Cricklewood man, 87, endured SIX hour wait for an ambulance after falling
PUBLISHED: 06:45 23 April 2015 | UPDATED: 10:38 23 April 2015
An 87-year-old man was forced to wait six hours for paramedics to come to his aid after he suffered a fall at his home in Cricklewood.
Sachindra Banerjee, of Chipstead Gardens, was left withering on his kitchen floor in agony after a series of ambulance delays resulted in him waiting five hours longer than the target time.
Mr Banerjee, who suffers from emphysema and related respiratory problems, was forced to stay up throughout the night after calling an ambulance at 11pm.
He said: “It was a very painful, terrible wait. I didn’t sleep, I didn’t have any painkillers and I waited up all night. Then I waited another two hours to see a doctor before I could have my x-ray.”
The widower was discovered lying on the stone floor of his kitchen by his daughter Chandana, who had popped around to check he had gone to bed.
She called NHS 111 but was told to call 999 as it was an emergency case. After her first call she ended up ringing a further five times before paramedics arrived at 5am.
She said: “In a situation where there are extreme emotions raging, to deliberately force the patient to repeat the injuries when you have dialled 999 leaves me at a loss for words.”
When paramedics did arrive, they told Ms Banerjee they had been sent from Rotherhithe rather than a closer depot in Neasden. Mr Banerjee was taken to the Royal Free Hospital where he was treated for bruising to his back and sides.

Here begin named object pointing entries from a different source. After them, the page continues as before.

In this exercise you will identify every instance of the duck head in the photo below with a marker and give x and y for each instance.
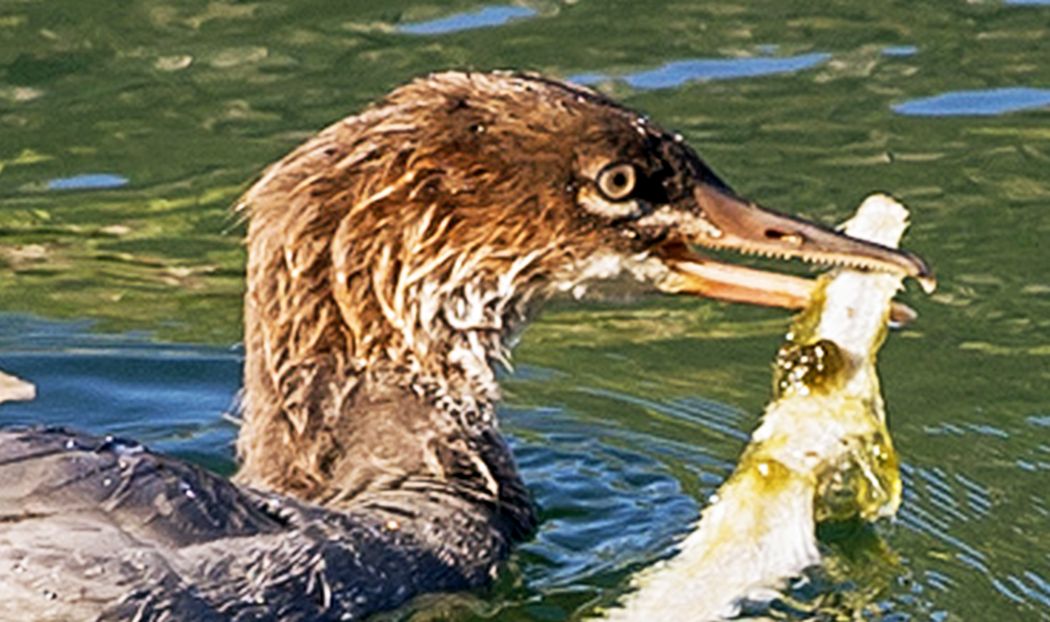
(408, 243)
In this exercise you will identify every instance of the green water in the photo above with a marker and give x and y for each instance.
(625, 414)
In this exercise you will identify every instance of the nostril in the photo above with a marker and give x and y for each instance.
(793, 239)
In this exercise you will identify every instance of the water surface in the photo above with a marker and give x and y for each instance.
(130, 128)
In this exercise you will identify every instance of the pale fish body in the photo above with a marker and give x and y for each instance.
(821, 452)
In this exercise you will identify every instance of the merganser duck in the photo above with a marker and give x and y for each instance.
(392, 260)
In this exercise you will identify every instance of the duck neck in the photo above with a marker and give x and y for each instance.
(342, 406)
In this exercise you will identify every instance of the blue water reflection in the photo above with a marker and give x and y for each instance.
(900, 50)
(489, 16)
(677, 73)
(95, 181)
(986, 102)
(170, 396)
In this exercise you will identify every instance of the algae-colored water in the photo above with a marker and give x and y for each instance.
(128, 128)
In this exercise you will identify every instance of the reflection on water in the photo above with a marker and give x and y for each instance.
(993, 101)
(900, 50)
(489, 16)
(87, 182)
(678, 73)
(626, 415)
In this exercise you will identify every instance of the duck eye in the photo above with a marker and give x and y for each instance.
(616, 181)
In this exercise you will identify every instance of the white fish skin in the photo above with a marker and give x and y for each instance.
(820, 434)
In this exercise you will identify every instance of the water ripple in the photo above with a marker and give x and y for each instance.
(677, 73)
(484, 18)
(983, 102)
(93, 181)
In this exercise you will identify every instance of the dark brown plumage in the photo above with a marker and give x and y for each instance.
(392, 260)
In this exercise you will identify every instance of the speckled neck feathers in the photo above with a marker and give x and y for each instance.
(391, 258)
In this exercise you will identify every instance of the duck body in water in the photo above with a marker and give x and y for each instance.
(393, 260)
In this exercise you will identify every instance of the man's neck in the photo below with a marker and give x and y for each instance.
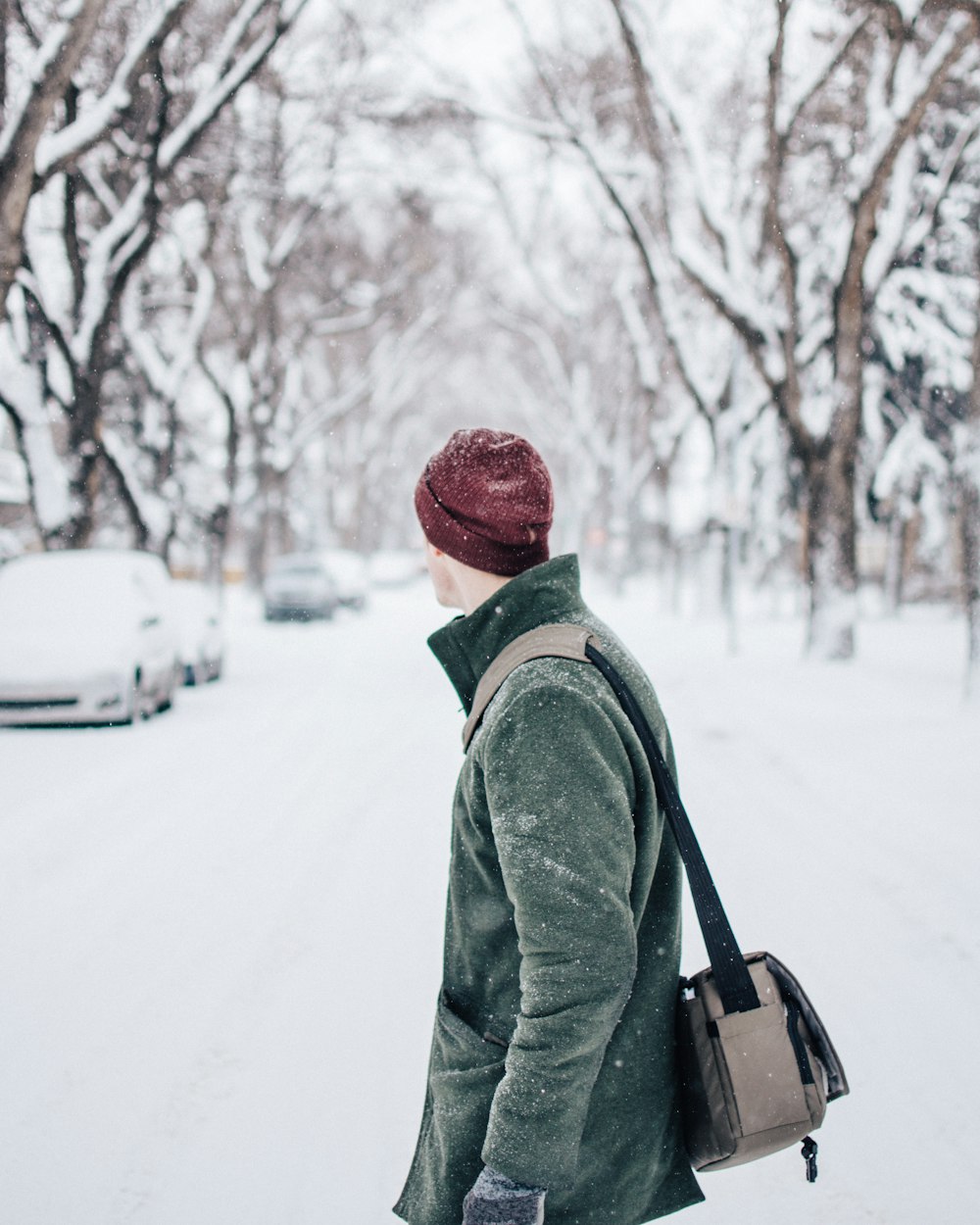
(475, 587)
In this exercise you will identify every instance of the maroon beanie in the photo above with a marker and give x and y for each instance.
(485, 500)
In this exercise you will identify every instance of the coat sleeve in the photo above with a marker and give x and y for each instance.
(559, 788)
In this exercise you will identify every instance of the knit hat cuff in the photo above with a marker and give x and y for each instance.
(461, 539)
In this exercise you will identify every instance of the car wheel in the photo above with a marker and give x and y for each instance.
(128, 707)
(142, 699)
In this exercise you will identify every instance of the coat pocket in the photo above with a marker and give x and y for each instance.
(464, 1073)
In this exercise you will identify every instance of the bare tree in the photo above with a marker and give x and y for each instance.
(107, 174)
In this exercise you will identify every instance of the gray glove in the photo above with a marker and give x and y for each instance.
(498, 1200)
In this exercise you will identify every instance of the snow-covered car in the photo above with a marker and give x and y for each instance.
(349, 573)
(86, 636)
(201, 632)
(299, 588)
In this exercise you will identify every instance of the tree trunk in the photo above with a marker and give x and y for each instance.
(895, 559)
(831, 555)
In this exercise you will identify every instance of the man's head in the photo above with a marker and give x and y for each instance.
(485, 500)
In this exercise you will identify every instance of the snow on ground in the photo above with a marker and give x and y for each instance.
(220, 931)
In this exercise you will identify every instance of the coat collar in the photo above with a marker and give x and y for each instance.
(542, 596)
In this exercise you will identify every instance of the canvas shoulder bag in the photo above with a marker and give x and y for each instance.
(758, 1066)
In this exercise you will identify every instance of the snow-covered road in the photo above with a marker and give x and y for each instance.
(220, 931)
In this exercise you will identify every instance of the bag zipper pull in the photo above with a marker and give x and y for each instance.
(809, 1156)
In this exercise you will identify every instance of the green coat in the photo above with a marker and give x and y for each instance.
(553, 1053)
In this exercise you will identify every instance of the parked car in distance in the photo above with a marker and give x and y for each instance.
(86, 636)
(299, 588)
(201, 631)
(349, 573)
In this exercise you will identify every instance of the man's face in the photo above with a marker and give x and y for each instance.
(444, 579)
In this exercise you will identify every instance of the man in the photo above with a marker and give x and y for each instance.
(552, 1078)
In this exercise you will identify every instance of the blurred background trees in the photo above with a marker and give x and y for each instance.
(721, 265)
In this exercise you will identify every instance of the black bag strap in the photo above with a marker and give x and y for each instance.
(731, 978)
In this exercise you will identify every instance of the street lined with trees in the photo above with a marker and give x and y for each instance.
(256, 256)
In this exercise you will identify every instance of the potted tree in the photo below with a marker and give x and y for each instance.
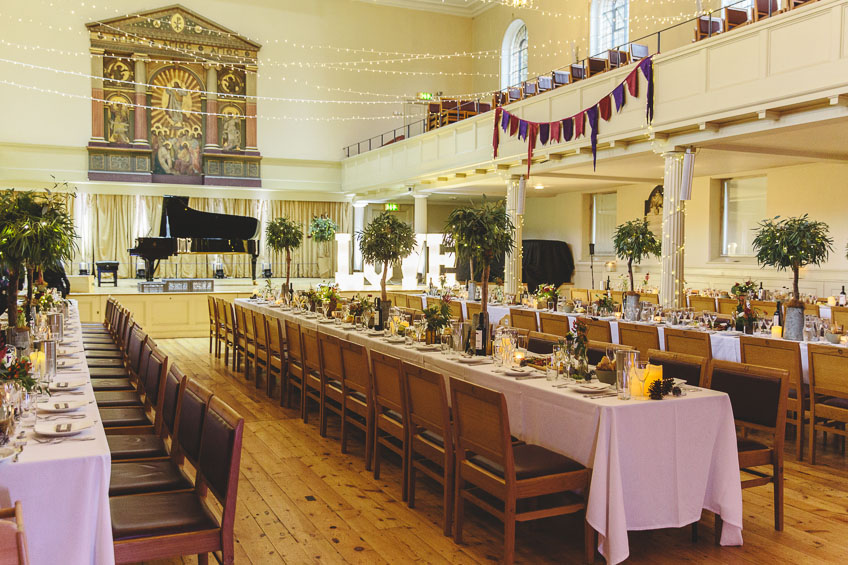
(792, 243)
(483, 234)
(36, 232)
(634, 241)
(384, 241)
(283, 234)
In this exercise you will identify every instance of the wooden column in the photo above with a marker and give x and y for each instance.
(97, 96)
(140, 99)
(211, 107)
(250, 108)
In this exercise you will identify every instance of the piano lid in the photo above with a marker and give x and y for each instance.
(178, 220)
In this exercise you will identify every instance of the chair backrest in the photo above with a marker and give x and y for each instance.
(688, 341)
(702, 303)
(293, 339)
(639, 336)
(192, 415)
(220, 457)
(774, 353)
(388, 384)
(598, 330)
(828, 370)
(481, 424)
(555, 324)
(757, 394)
(542, 343)
(523, 319)
(357, 369)
(690, 368)
(427, 401)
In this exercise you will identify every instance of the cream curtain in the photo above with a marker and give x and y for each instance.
(108, 226)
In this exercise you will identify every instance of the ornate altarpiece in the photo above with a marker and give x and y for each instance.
(176, 101)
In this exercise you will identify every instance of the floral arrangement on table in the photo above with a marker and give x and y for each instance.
(743, 290)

He has since been discharged and is back at home recuperating from his injuries. He said: “I am very anxious about what will happen if I have another fall.”
Ms Banerjee said: “I’m glad that my father didn’t sustain any deeper injuries and that he has been given the all-clear.”
A London Ambulance Service spokesman said: “We are sorry we could not have been there any sooner. From the information provided to us by the caller, the patient was conscious, breathing and alert.
“We dispatched two crews but both were diverted to higher priority calls. We must prioritise patients in a serious or life-threatening position.”